De minderjarige is sinds september 2018 uit huis geplaatst en woont sinds 31 maart 2019 in een perspectief biedend pleeggezin. Het doel van zowel de ondertoezichtstelling als de uithuisplaatsing, te weten het toewerken naar een terugplaatsing van de minderjarige bij de ouders, kan op dit moment niet meer worden bereikt. De aanvaardbare termijn is naar het oordeel van het hof verstreken. De vader berust in het feit dat de minderjarige bij de pleegouders op zal groeien maar de moeder wenst de verzorging en opvoeding van de minderjarige weer op zich te nemen. Er is naar het oordeel van het hof geen basis voor een terugplaatsing van de minderjarige bij de moeder maar de moeder berust daar niet in. Voortzetting van het verblijf van de minderjarige in het vrijwillig kader is om die reden geen optie. Juist deze minderjarige heeft, gezien haar persoonlijke problematiek, belang bij rust en duidelijkheid over haar toekomstperspectief. De jaarlijkse verlengingen van de ondertoezichtstelling en de uithuisplaatsing waar de minderjarige gezien haar leeftijd ook zelf meer bij betrokken zou gaan worden, zijn gezien het voorgaande belastend voor haar. De minderjarige heeft aangegeven graag in het pleeggezin te willen blijven wonen.

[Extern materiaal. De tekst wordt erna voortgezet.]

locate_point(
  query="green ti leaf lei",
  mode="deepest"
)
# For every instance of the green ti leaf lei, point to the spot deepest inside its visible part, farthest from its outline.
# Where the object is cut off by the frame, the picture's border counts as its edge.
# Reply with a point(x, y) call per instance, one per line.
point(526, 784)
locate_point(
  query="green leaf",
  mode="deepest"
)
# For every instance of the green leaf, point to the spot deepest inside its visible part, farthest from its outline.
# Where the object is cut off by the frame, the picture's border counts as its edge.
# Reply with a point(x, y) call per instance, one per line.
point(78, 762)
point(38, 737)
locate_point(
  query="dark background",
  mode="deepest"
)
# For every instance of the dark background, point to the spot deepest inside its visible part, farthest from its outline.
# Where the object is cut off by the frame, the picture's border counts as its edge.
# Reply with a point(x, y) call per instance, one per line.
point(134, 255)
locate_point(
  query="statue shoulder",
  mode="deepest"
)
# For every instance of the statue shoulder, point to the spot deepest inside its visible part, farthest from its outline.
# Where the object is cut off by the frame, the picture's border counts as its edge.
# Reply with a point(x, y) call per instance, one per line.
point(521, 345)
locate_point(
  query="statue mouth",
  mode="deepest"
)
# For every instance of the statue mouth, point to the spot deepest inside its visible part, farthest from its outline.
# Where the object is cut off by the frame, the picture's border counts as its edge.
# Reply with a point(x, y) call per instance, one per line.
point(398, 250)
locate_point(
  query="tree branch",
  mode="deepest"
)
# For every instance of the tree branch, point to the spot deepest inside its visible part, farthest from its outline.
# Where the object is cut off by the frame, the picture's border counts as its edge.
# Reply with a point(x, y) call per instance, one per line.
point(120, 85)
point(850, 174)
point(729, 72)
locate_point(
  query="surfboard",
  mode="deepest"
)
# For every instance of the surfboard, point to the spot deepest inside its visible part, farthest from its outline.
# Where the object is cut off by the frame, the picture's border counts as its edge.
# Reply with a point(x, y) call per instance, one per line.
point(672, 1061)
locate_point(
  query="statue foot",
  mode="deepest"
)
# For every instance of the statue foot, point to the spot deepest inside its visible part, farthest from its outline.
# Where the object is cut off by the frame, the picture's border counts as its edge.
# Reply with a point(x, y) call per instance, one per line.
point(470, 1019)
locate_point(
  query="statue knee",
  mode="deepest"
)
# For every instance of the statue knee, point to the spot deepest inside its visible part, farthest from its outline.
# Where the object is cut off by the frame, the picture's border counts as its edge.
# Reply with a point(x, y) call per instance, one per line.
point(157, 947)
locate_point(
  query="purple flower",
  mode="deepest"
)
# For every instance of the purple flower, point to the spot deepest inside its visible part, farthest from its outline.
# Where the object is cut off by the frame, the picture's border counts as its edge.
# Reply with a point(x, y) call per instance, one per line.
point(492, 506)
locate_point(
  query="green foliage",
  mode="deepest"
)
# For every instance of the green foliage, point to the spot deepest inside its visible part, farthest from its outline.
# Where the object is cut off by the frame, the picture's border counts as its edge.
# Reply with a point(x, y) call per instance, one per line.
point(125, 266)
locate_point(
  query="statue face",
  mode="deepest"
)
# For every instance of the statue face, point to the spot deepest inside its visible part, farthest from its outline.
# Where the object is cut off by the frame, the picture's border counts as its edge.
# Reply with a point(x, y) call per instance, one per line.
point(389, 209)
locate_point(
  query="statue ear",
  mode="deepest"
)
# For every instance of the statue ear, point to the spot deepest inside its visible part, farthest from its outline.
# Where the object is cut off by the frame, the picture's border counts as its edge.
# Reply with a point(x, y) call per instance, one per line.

De moeder doet er verstandig aan, zoals door de raad is betoogd, om zich meer op de omgang met de minderjarige te richten teneinde haar rol als moeder zo goed mogelijk te vervullen.
5.4
Uit het voorgaande volgt dat de wettelijke gronden voor een beëindiging van het gezag van de ouders over de minderjarige aanwezig zijn, zodat het hof de bestreden beschikking zal vernietigen voor zover aan het oordeel van het hof onderworpen.
6. De beslissing
Het hof, beschikkende in het hoger beroep:
vernietigt de beschikking van de rechtbank Rotterdam van 24 februari 2022, voor zover aan het oordeel van het hof onderworpen, en (in zoverre) opnieuw beschikkende:
beëindigt het gezag van de vader en de moeder over de minderjarige [minderjarige] , geboren op [geboortedatum] 2012 te [geboorteplaats] ;
benoemt de gecertificeerde instelling Willam Schrikker Stichting Jeugdbescherming & Jeugdreclassering te Amsterdam tot voogd over voormelde minderjarige;
verzoekt de griffier krachtens het bepaalde in het Besluit gezagsregisters een afschrift van deze uitspraak toe te zenden aan de griffier van de rechtbank Rotterdam, afdeling civiel recht, team familie- en jeugdrecht, ter attentie van het openbaar register;
verklaart deze beschikking (tot zover) uitvoerbaar bij voorraad.
Deze beschikking is gegeven door mrs. A.E. Sutorius-Van Hees, A. Zonneveld en L.C.A. Verstappen, bijgestaan door A.J. Suderée als griffier, en is op 23 november 2022 uitgesproken in het openbaar in tegenwoordigheid van de griffier.